Yeah, “health care reform” is not about health care. Health care reform is about controlling people. Well, commandeering or conquering the NFL is about taking something very popular and making it a liberal entity so as to use it as a weapon in popular culture to liberalize and make “progressive” as much of the viewing public of the NFL as they can.


It’s the next Hollywood for liberal domination, and they’re gonna try to make it just as hip as the music industry is. Speaking of which, look at what Jay-Z is doing. Jay-Z is now all over the NFL. He is a licensed agent for the NBA and Major League Baseball. Take a look at something else. Every time an NBA game is on in New York or LA, you see big entertainment stars for music, TV, and movies — and, increasingly, politicians are showing up.

Bill Clinton. Obama has wormed his way into sports big time with his bracket selection. You can’t watch a Super Bowl or a Sunday night game without getting socked with politics from either Bob Costas or an interview with Obama. I mean, there’s no mistaking it. There’s no doubt what’s happening here. There is a liberal encroachment on the game. It’s subtle, and it’s just to make the game and the whole enterprise appear to be part of the progressive movement — and it’s got it all.

It’s got young athletes, sex appeal, huge television exposure, marketing exposure, turning the players into the same kind of celebrities that hip-hop artists are, the same kind of celebrities that other TV stars are. Young demographics are watching, huge opportunities to influence votes. The Regime co-opted a couple of teams to promote Obamacare, the Baltimore Ravens being one of them. You know, liberals own big entertainment, and a lot of them own NFL teams. Jeffrey Lurie of the Eagles is a super progressive. There are a number of them. Steve Tisch, New York Giants.

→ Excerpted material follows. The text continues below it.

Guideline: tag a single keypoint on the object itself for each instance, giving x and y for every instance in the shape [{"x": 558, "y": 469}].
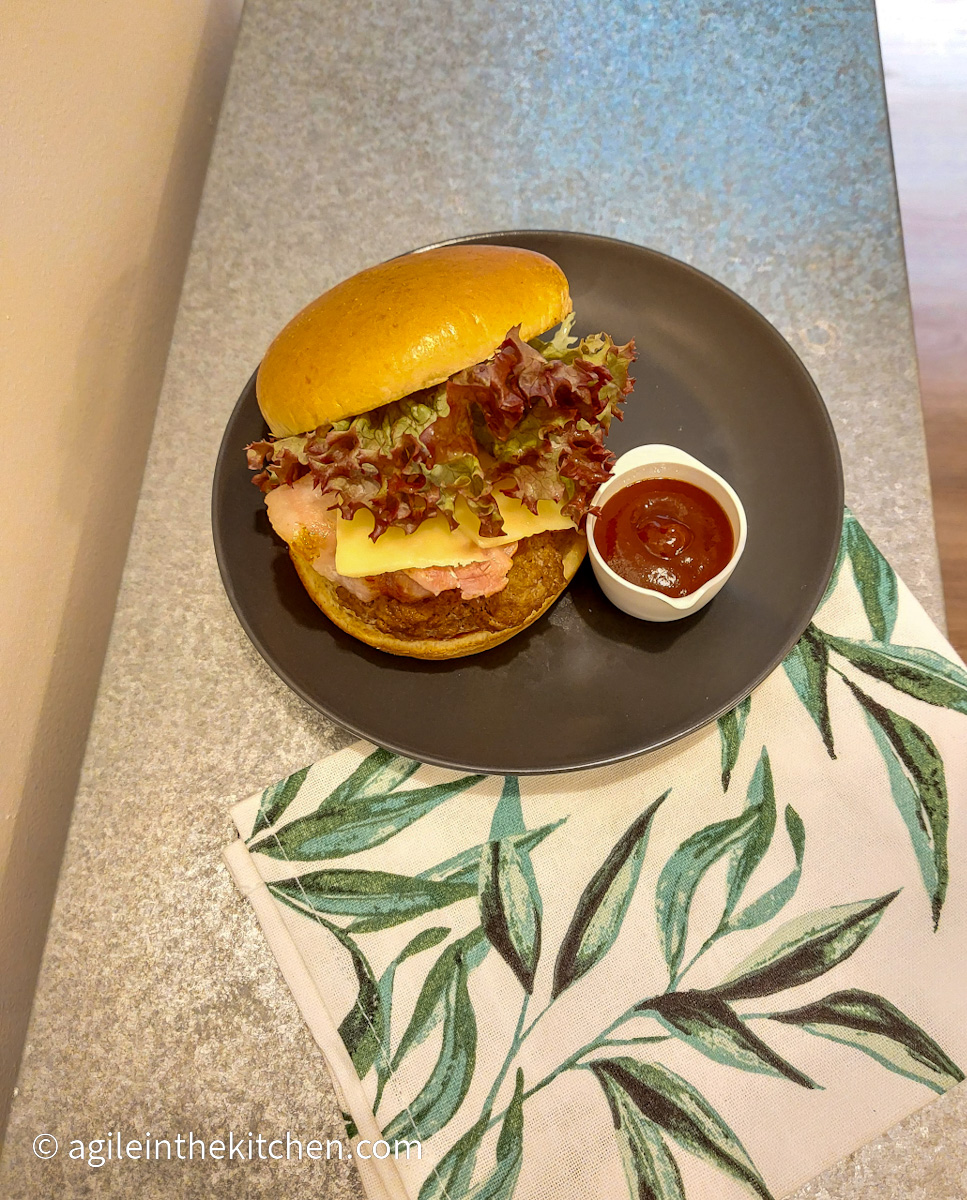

So I don’t think they’re gonna try stamp it out. I think instead they are going to attempt basically to take it over and to make what happens in football as naturally progressive and liberal as what happens in movies or on television shows. And the people who become stars in the NFL are gonna show up on TV and they’re gonna have the same — As evidence of this, look at, out of nowhere, the big push for the acceptance of gay marriage in the NFL, by two players who were immediately embraced.

Neither of them were big stars at the time, but they were embraced and they were given all kinds of coverage and airtime. Chris Kluwe and Brendon Ayanbadejo — getting his last name wrong. Linebacker for the Ravens. And now there’s, of course, Michael Sam, first announced gay to enter the NFL draft. So it’s clear it’s happening. They don’t want to stamp out the NFL. They don’t want to eliminate it. They want to conquer it. That’s what’s in the process of happening.

BREAK TRANSCRIPT

RUSH: I might also point out the National Football League has joined in the bullying of the governor of Arizona. The NFL is warning Arizona that you will lose the 2015 Super Bowl if you don’t veto this same sex bill, whatever it is. Religious freedom bill, right. Well, that’s what some people call it. The NFL is tax-exempt. It gives the government a lot of power over them, and therefore the NFL will find it necessary to kowtow and curry favor with the government. And in this case the government is Obama.